Even to the extent that's true (and a lot of it is not), none of that explains why there are absolute zero email replacements, and indeed "security" people seem to promptly display brain damage whenever the idea is brought up. "Email-like" doesn't mean it has to be actual current standard email, there could be an "xmail" that has a UX near exactly like email but is more modern. But instant messengers (let alone centralized ones) are not a replacement for email and never will be, and the stubborn idiotic insistence they are is as surprising as it is infuriating. If you insist it's security or email, the answer is email, and that's how very important information will continue to be sent.

Although that said, and while not disagreeing about its flaws, I still can't let entirely go by:

>the protocol and the way it actually works in practice (hi, antispam!)

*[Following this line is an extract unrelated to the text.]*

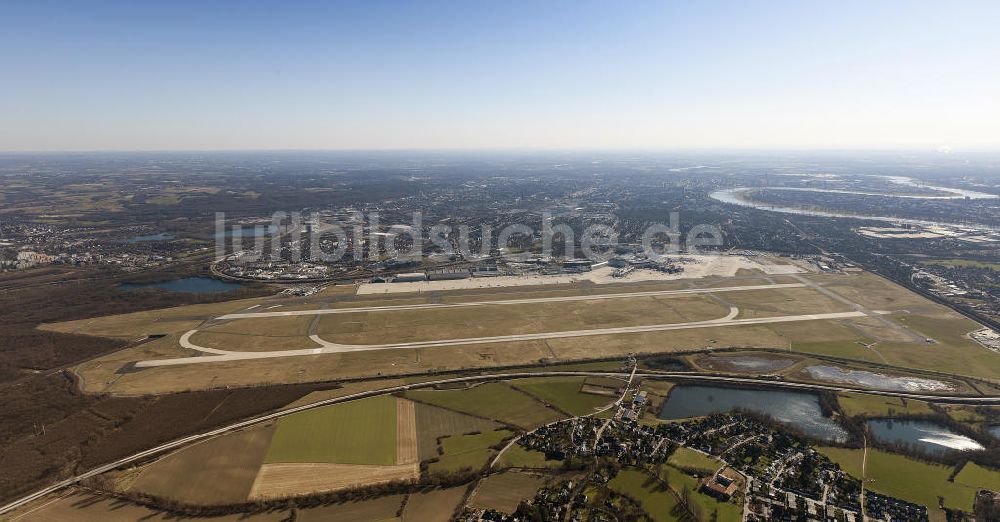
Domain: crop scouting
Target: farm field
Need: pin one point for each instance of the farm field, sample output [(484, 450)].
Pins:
[(657, 501), (496, 401), (434, 422), (220, 470), (917, 482), (433, 506), (564, 394), (364, 432), (856, 404), (707, 506), (685, 458), (518, 457), (504, 491), (468, 451)]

But anti-spam works fine with encrypted email (putting aside practicalities of no forging making spam harder anyway).

>asynchronous communication make it difficult to do encryption to the gold standard of quality

Nobody gives a shit. Asynchronous communication is well worth it.

>hope you didn't want to search your emails!

lol wut? If I go into Mail and searching something it can include encrypted emails the same as whatever else, why wouldn't it?

[tptacek]

There are, obviously, replacements for email. Most of us get a tiny fraction of the email we did just 10 years ago because so much has moved out of email and into other messaging systems. The faulty logic being used here is that there is nothing shaped precisely like email to replace email, and, of course, there never will be.

[petre]

Wire uses the Signal protocol and your e-mail address or a username as your identifier. But you still depend on somebody else's infrastructure. We probably want XMPP with OTR or OMEMO.